La vicenda pisana purtroppo non resta isolata: la cronaca nazionale, in cui anche in passato erano emersi maltrattamenti ai danni di bambini, anziani e disabili in pochi giorni produce una specie di campionario degli orrori: vicino Viterbo anziani presi a schiaffi e calci, con insulti irrepetibili, 3 denunciati per abbondono di incapaci, violenza privata e maltrattamenti. A Vercelli 18 arresti: qui assistiamo a un upgrade del film dell’orrore: pare che alcuni pazienti fossero costretti a maltrattarne altri. A Grottaferrata 10 arresti per maltrattamenti in un centro di riabilitazione neuropsichiatrico. Altre notizie di violenze in asili arrivano da Modena e Milano. 
La capillarità e la frequenza di denunce di questo tipo, una specie di malcostume dilagante che sta assumendo i connotati di un microfenomeno sociale diffuso, costringe la politica ad andare oltre la pur meritoria polemica locale e a fare una riflessione generale sulle modalità con cui sono gestite e controllate le strutture a cui è affidata la parte più debole della nostra società. 
Poiché ci sono migliaia di strutture dove il personale per 365 giorni all’anno svolge il proprio compito bene, e spesso con abnegazione e sacrificio, anche a maggiore tutela di chi fa il suo dovere è necessario prevedere un controllo più stringente: questo non significa trasformare questi luoghi in una specie di casa del Grande Fratello perennemente spiato, perché in questo caso la soluzione sarebbe peggiore del male, ma dotarli di sistemi di registrazione a disposizione esclusiva degli inquirenti e delle forze di polizia in caso di denunce.
La tecnologia offre soluzioni sempre più sofisticate.
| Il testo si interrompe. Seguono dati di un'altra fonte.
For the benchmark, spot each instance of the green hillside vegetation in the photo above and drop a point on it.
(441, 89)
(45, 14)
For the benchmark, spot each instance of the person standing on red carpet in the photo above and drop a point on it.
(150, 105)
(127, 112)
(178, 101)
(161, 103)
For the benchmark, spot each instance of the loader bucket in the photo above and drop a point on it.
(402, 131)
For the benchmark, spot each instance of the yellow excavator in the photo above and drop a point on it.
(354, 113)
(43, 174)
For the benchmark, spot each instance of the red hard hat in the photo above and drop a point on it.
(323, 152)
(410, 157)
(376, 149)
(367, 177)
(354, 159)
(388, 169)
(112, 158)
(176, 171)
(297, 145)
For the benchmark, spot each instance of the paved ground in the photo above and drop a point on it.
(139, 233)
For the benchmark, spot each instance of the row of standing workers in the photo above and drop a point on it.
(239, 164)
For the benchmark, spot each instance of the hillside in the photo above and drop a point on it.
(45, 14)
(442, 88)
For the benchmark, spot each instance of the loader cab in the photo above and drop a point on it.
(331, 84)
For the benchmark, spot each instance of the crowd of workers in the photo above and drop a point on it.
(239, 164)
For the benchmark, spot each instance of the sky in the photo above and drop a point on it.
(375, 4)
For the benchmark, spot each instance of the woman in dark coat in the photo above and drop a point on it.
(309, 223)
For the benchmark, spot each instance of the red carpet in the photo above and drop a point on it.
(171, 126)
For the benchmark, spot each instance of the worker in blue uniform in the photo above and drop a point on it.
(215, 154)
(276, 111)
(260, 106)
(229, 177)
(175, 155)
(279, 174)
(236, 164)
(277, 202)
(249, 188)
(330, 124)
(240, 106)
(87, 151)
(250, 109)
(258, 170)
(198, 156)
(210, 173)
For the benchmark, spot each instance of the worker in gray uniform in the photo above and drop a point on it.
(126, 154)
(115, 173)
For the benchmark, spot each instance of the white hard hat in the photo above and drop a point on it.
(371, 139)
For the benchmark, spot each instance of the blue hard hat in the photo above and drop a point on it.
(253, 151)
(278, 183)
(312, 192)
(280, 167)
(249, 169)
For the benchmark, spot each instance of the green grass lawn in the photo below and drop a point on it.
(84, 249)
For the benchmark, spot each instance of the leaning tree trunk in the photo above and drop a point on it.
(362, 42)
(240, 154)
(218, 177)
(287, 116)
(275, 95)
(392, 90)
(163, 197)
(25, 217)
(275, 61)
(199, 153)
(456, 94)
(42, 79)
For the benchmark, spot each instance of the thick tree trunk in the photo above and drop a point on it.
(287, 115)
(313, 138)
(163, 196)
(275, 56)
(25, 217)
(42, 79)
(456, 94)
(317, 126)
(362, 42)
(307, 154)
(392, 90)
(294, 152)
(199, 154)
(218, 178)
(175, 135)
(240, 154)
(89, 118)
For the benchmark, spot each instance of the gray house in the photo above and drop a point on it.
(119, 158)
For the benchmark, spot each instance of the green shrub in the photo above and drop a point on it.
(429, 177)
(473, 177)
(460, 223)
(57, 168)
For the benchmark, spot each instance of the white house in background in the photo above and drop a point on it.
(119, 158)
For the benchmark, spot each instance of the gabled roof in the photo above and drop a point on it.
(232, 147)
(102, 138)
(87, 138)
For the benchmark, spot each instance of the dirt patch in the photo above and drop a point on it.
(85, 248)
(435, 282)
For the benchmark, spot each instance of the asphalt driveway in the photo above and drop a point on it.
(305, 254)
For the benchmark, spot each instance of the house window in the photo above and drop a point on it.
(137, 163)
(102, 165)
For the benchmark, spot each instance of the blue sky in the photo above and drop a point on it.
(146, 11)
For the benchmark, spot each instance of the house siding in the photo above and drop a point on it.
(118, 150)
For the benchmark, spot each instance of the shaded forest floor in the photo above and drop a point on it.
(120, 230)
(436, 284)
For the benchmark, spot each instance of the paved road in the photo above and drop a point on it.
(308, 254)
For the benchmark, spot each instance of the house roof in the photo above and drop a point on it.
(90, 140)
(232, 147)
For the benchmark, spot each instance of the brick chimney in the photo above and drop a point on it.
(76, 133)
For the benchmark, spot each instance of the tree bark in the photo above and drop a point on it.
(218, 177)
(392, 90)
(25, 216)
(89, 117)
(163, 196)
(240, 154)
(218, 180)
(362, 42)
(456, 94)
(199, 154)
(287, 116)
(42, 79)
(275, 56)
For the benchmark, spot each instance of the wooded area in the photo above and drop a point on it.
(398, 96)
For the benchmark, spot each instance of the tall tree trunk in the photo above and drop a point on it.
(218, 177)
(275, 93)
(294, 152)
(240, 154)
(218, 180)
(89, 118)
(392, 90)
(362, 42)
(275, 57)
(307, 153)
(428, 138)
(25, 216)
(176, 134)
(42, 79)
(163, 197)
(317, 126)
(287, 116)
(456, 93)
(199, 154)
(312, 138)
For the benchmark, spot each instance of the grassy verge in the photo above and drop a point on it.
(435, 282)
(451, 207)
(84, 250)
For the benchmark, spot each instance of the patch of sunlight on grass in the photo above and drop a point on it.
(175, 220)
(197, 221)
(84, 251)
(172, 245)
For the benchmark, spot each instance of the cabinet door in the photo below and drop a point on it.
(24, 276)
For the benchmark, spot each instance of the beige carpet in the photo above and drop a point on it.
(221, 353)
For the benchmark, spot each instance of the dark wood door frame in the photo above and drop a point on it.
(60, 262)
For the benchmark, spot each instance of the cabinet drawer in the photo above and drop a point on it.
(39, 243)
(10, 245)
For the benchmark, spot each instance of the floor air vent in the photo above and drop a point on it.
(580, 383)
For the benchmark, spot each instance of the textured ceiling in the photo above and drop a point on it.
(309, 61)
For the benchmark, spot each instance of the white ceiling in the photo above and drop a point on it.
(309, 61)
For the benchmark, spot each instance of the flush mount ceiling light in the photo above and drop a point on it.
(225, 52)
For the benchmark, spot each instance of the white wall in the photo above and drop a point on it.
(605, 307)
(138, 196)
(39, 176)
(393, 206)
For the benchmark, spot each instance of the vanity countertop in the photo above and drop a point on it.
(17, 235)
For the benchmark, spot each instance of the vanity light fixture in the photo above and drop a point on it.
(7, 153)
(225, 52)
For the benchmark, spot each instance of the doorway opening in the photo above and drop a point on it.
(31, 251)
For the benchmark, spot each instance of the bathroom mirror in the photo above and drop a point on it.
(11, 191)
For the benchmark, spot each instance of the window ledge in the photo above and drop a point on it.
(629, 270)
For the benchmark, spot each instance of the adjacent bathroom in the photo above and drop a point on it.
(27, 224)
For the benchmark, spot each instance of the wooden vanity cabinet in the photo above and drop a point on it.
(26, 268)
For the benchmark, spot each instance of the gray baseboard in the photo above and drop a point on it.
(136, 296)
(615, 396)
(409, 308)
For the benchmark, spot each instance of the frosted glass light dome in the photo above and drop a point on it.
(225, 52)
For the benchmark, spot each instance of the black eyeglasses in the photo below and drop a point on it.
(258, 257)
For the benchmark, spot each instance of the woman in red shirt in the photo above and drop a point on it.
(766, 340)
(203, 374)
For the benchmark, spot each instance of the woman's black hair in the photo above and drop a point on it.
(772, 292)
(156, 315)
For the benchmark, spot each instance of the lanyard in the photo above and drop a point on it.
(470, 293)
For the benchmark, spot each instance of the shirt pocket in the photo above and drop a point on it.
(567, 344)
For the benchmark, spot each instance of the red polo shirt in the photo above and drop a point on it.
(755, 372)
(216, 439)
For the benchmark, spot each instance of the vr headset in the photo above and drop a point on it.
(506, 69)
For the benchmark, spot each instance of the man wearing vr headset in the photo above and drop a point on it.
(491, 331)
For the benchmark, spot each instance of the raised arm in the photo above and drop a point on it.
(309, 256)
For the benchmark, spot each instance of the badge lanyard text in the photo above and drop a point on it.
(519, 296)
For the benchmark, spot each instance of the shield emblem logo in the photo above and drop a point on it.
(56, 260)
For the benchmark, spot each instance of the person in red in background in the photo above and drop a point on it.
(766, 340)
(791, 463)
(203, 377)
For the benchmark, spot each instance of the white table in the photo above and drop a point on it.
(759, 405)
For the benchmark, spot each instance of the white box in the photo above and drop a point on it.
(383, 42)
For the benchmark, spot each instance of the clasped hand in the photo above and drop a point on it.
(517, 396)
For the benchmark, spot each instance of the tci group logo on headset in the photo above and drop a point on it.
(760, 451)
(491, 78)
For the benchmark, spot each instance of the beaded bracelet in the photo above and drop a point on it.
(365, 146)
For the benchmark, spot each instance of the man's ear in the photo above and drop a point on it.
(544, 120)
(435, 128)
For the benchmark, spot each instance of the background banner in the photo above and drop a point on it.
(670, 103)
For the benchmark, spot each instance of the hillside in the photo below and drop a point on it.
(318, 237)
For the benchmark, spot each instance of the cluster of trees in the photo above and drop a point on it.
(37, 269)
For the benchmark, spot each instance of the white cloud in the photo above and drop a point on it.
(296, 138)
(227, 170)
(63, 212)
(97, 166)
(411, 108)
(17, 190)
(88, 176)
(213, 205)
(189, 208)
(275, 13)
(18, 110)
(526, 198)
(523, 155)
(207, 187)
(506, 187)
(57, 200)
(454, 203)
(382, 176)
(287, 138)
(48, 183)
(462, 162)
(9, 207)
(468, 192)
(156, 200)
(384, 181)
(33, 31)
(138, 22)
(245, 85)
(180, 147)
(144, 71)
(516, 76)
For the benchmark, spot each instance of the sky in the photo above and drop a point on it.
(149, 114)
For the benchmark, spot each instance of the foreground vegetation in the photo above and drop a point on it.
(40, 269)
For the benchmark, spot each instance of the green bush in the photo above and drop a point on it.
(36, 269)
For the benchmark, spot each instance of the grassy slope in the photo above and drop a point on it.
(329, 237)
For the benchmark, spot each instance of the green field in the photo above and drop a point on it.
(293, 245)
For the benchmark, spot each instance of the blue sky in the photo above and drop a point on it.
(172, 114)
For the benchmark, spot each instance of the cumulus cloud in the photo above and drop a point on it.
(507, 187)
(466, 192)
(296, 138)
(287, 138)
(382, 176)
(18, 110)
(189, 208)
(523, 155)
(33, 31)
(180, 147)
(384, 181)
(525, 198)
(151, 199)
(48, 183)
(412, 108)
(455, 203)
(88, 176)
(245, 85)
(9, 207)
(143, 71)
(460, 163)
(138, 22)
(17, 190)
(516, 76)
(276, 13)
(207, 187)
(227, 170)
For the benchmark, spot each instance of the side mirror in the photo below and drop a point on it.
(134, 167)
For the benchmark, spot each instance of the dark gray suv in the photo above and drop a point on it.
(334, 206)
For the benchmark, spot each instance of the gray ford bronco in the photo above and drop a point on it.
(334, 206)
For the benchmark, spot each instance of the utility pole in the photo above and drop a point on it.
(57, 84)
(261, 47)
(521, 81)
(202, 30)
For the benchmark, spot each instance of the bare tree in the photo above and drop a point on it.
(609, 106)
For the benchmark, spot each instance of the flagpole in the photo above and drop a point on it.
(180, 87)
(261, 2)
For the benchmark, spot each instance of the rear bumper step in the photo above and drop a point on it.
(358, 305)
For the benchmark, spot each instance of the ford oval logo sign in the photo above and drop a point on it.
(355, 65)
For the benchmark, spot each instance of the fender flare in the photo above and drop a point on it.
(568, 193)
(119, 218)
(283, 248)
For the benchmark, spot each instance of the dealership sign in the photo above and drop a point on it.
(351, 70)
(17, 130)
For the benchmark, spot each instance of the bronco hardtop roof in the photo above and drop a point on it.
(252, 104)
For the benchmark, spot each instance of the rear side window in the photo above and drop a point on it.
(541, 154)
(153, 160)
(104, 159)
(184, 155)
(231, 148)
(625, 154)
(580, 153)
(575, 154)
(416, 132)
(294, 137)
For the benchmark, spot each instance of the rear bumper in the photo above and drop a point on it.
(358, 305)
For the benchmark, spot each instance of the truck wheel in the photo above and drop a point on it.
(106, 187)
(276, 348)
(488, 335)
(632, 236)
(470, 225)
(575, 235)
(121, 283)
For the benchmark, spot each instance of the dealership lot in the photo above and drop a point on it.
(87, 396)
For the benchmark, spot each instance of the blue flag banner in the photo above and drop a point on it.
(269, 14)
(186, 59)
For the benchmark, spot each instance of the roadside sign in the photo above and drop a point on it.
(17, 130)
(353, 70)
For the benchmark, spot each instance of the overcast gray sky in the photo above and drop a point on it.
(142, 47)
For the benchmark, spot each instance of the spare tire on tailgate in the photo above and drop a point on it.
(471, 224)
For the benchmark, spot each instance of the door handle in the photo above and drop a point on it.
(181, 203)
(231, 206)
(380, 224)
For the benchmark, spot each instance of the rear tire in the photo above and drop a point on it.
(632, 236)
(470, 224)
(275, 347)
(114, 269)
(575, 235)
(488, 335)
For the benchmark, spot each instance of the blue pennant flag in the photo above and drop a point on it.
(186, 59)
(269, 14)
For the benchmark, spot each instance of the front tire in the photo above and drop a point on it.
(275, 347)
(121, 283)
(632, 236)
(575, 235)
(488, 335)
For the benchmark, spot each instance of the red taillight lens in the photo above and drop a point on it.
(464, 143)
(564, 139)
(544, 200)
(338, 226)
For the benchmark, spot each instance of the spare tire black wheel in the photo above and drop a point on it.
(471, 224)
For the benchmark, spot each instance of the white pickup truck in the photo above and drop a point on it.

Resta alla politica l’onere di rimuovere gli eventuali ostacoli legislativi o regolamentari che impediscano di farlo, mentre l’opera di convincimento e di depotenziamento dei timori degli operatori è compito di una serena riflessione culturale e sociale, soprattutto per allontanare i sospetti di demonizzazione e di generalizzazione becera nei confronti di professioni e attività che per loro natura sono delicate, complesse e faticose. Le installazioni di controllo chiaramente non devono ledere il rispetto del lavoro e non devono essere intrusive nello svolgimento ordinario dell’attività educativa, di assistenza o riabilitativa. 
Nel contesto nazionale di tutte le problematiche legate alla tutela delle fasce deboli (anziani, disabili, bambini) il convegno di Pisa nel cuore si vuole porre in modo propositivo, esaminando gli aspetti legali, psicologici e tecnici collegati all'installazione dei sistemi di controllo.